P2-Na(x)Mn(1/2)Fe(1/2)O2 phase used as positive electrode in Na batteries: structural changes induced by the electrochemical (de)intercalation process.

The electrochemical properties of the P2-type NaxMn1/2Fe1/2O2 (x = 0.62) phase used as a positive electrode in Na batteries were tested in various voltage ranges at C/20. We show that, even if the highest capacity is obtained for the first cycles between 1.5 and 4.3 V, the best capacity after 50 cycles is obtained while cycling between 1.5 and 4.0 V (120 mAh g(-1)). The structural changes occurring in the material during the (de)intercalation were studied by operando in situ X-ray powder diffraction (XRPD) and ex situ synchrotron XRPD. We show that a phase with an orthorhombic P'2-type structure is formed for x ≈ 1, due to the cooperative Jahn-Teller effect of the Mn(3+) ions. P2 structure type stacking is observed for 0.35 < x < 0.82, while above 4.0 V, a new phase appears.
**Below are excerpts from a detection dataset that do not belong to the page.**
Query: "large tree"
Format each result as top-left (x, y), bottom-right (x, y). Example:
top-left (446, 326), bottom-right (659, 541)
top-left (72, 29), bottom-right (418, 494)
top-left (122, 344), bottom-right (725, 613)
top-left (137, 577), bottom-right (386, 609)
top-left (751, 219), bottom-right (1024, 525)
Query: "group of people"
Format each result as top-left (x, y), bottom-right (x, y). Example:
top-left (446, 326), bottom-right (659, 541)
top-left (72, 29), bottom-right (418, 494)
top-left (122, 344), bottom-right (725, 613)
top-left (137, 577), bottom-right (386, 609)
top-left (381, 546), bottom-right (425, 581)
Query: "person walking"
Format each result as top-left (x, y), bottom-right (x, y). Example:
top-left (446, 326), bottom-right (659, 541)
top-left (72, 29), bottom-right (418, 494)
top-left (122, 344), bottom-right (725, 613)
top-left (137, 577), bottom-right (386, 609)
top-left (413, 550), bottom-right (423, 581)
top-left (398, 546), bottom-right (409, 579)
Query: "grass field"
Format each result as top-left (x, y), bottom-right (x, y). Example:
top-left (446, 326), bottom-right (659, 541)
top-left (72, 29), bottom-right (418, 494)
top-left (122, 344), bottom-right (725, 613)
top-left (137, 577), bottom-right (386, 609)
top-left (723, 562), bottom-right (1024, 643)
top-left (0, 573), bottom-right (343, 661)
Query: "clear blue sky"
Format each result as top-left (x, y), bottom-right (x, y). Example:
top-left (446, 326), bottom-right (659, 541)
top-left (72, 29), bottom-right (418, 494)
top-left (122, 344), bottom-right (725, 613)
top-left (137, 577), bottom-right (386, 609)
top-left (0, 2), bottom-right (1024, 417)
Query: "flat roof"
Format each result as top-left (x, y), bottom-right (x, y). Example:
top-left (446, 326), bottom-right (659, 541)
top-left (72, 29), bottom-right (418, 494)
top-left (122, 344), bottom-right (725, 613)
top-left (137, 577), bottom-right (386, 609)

A full indexation of the XRPD pattern of this latter phase was not possible because of the broadening of the diffraction peaks. However, a much shorter interslab distance was found that may imply a gliding of the MO2 slab occurring at high voltage. Raman spectroscopy was used as a local probe and showed that in this new phase the MO2 layers are maintained, but the phase exhibits a strong degree of disorder.